Employers can submit an SS-8 form to the IRS for a determination of an employee, but the Government Accountability Office has determined that the IRS’ response to the form is frequently delayed and inconsistent. Also, many employers are hesitant to file this form, as it could trigger an audit.
In January 1987, the IRS issued Revenue Ruling 87-41, which listed 20 factors to consider for classifying a worker. None of the factors are controlling, and no weighting is assigned, so determinations with that ruling are still subjective. But, it added some considerations to the common law definition of an employee, which generally centers around how much an employer controls a worker.

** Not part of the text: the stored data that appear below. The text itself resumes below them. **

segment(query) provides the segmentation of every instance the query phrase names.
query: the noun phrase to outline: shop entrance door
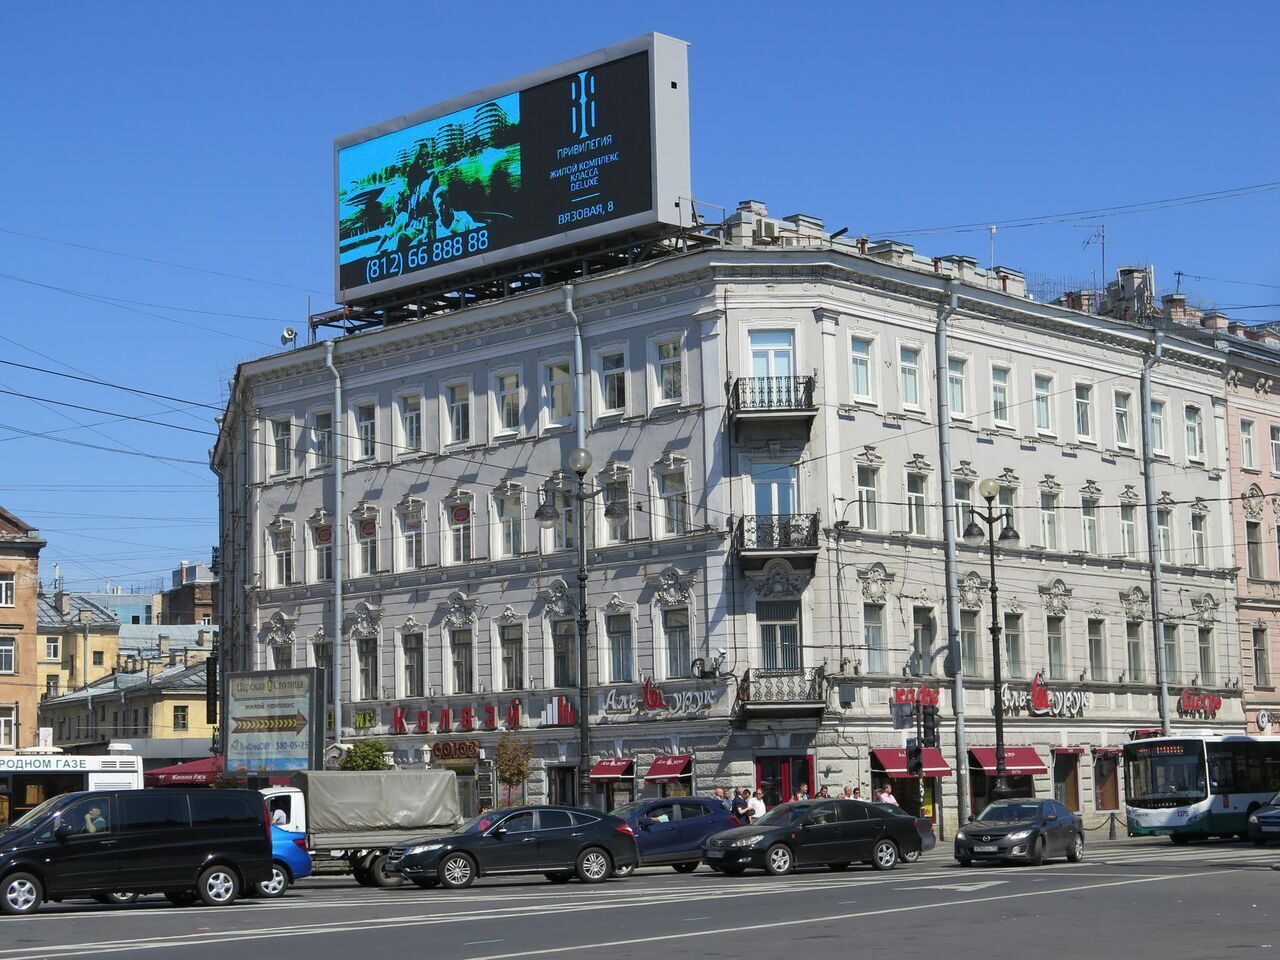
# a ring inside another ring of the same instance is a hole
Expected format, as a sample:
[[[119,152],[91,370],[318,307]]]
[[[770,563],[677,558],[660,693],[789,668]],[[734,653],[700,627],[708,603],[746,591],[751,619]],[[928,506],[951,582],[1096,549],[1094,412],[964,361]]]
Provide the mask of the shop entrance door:
[[[764,805],[771,810],[790,800],[801,787],[808,787],[812,797],[813,757],[756,757],[756,787],[764,791]]]
[[[1070,810],[1080,812],[1080,757],[1074,753],[1053,755],[1053,799]]]
[[[554,807],[575,807],[577,793],[577,767],[547,767],[547,803]]]

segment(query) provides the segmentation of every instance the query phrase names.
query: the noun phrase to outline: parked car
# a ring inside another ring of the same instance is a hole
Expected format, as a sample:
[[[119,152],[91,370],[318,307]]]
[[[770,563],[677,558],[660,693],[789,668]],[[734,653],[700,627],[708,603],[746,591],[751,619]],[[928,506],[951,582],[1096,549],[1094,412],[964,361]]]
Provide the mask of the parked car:
[[[894,806],[892,803],[873,803],[872,806],[883,810],[891,816],[907,817],[915,821],[916,832],[920,834],[920,849],[913,853],[903,852],[902,859],[907,863],[915,863],[922,854],[928,853],[938,845],[938,837],[933,832],[933,821],[928,817],[917,817],[914,814],[907,813],[901,807]]]
[[[740,825],[715,797],[668,797],[637,800],[613,810],[631,824],[640,851],[640,866],[670,864],[676,873],[693,873],[702,862],[707,837]],[[615,871],[625,876],[635,867]]]
[[[387,872],[419,887],[469,887],[476,877],[542,873],[600,883],[639,860],[635,831],[618,817],[570,807],[491,810],[443,837],[393,847]]]
[[[816,864],[844,870],[856,861],[891,870],[920,851],[914,820],[861,800],[800,800],[774,807],[749,827],[708,838],[702,856],[730,876],[748,867],[774,876]]]
[[[0,911],[143,893],[225,906],[270,879],[270,836],[266,804],[252,790],[64,793],[0,833]]]
[[[988,804],[956,834],[956,859],[1039,865],[1049,857],[1084,859],[1084,825],[1056,800],[1026,797]]]
[[[271,826],[271,879],[253,886],[259,897],[283,897],[294,881],[311,876],[311,854],[307,852],[307,835]]]
[[[1262,846],[1280,840],[1280,793],[1249,814],[1249,839]]]

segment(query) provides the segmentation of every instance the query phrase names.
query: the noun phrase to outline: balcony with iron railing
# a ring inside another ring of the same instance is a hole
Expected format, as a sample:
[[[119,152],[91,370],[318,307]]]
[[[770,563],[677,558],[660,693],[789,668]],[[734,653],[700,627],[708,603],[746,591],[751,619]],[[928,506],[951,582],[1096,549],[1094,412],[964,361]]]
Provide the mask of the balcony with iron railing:
[[[816,377],[738,377],[733,381],[729,410],[738,420],[812,420]]]
[[[748,514],[738,520],[734,546],[743,569],[759,569],[774,557],[812,567],[818,557],[818,515]]]
[[[752,667],[738,687],[742,715],[818,717],[827,709],[825,679],[814,667]]]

In February 2009, the Treasury Inspector General for Tax Administration issued a report recommending a program to re-address the worker classification issue, and Congress introduced a handful of bills aimed at protecting the rights of workers while raising revenues for the Treasury.
Important Precautions
Not only can a company be randomly chosen for the IRS study, but an investigation into the company’s employment practices could be initiated when an independent contractor applies for unemployment compensation and discovers he was never classified as an employee.
A construction company also should be careful when paying for occasional “casual” labor: a non-business, non-routine service, such as refrigerator repair or grass cutting at a residence. Any further commitment may be considered domestic employment subject to payroll taxes.

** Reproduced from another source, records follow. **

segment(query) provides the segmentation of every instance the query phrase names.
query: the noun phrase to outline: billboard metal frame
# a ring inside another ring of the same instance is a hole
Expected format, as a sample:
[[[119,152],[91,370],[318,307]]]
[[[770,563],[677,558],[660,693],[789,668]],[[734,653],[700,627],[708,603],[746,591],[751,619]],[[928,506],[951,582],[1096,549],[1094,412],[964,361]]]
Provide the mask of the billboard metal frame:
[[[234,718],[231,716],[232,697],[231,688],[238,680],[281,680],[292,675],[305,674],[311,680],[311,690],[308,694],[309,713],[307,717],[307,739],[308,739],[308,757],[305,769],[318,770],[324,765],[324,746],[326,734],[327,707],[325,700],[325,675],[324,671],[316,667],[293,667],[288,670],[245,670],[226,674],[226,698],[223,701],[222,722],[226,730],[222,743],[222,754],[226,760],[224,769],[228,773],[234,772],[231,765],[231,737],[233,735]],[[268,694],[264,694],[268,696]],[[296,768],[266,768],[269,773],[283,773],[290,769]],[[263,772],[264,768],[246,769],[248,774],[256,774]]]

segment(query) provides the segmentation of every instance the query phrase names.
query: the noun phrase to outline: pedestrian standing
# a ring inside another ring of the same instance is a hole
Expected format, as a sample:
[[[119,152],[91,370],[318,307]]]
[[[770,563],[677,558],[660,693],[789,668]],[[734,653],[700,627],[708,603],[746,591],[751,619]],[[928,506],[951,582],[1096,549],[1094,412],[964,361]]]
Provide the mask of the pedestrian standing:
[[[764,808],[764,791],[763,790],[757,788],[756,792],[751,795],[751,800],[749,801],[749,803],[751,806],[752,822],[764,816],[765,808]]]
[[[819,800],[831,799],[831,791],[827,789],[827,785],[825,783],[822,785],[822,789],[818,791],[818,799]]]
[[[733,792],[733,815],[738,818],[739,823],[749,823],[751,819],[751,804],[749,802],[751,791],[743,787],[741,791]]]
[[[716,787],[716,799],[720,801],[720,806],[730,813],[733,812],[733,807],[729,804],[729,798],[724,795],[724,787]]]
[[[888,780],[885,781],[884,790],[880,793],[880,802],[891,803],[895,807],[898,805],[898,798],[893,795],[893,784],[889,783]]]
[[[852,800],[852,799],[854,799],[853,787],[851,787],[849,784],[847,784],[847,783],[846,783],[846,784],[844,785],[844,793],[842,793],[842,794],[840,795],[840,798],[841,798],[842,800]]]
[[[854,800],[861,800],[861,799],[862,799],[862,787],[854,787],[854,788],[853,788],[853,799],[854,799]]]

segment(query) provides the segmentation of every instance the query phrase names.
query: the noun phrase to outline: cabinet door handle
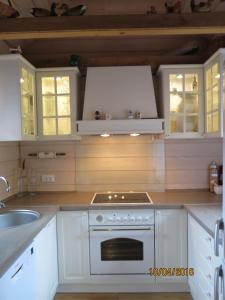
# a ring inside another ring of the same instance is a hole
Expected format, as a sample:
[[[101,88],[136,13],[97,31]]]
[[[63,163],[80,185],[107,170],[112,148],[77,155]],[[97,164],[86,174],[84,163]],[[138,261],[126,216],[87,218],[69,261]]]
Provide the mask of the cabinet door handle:
[[[219,219],[216,221],[215,231],[214,231],[214,254],[219,256],[219,232],[223,230],[223,220]]]
[[[224,300],[224,277],[223,277],[223,268],[222,265],[215,269],[214,275],[214,300],[219,300],[219,279],[221,279],[222,292],[223,292],[223,300]]]
[[[17,271],[11,276],[11,279],[17,277],[17,275],[22,271],[23,264],[17,269]]]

Correcting a situation could cause a problem, too. For example, if a company determines that a worker previously categorized as an independent contractor should actually be an employee, issuing a W-2 and a 1099 form in the same year could be a red flag. If a worker is borderline, the best plan might be to strengthen his position as an independent contractor rather than switch him to employee status. While workers can have dual status by performing more than one type of task for compensation, it might be best to switch an employee at the beginning of the next year so that both a W-2 and a 1099 form are not issued to the same individual in the same year.
Although employees often cost the company more in payroll taxes and fringe benefits, some savings could be incurred. For example, independent contractors do not figure into the calculation of the Section 199 Domestic Production Activities Deduction (DPAD). Wages are a part of the calculation, but payments to independent contractors are not. A company may have a greater DPAD deduction with more employees and fewer independent contractors.
Because the exposure for misclassification is higher now than in the past, construction companies should operate as if they will be audited. Take account of all workers, the tasks they perform, and the process for determining the correct classification. Review the rules and the application of those rules on a regular basis. If a worker still falls into the independent contractor category, be sure to strengthen the worker-employer relationship and the supporting documentation so the independent contractor status is beyond question.
Companies also should ensure they have signed agreements with their independent contractors and that 1099 forms have been filed properly.
With a basic understanding of the issues and the rules—and strong documentation—any contractor can survive a worker classification audit.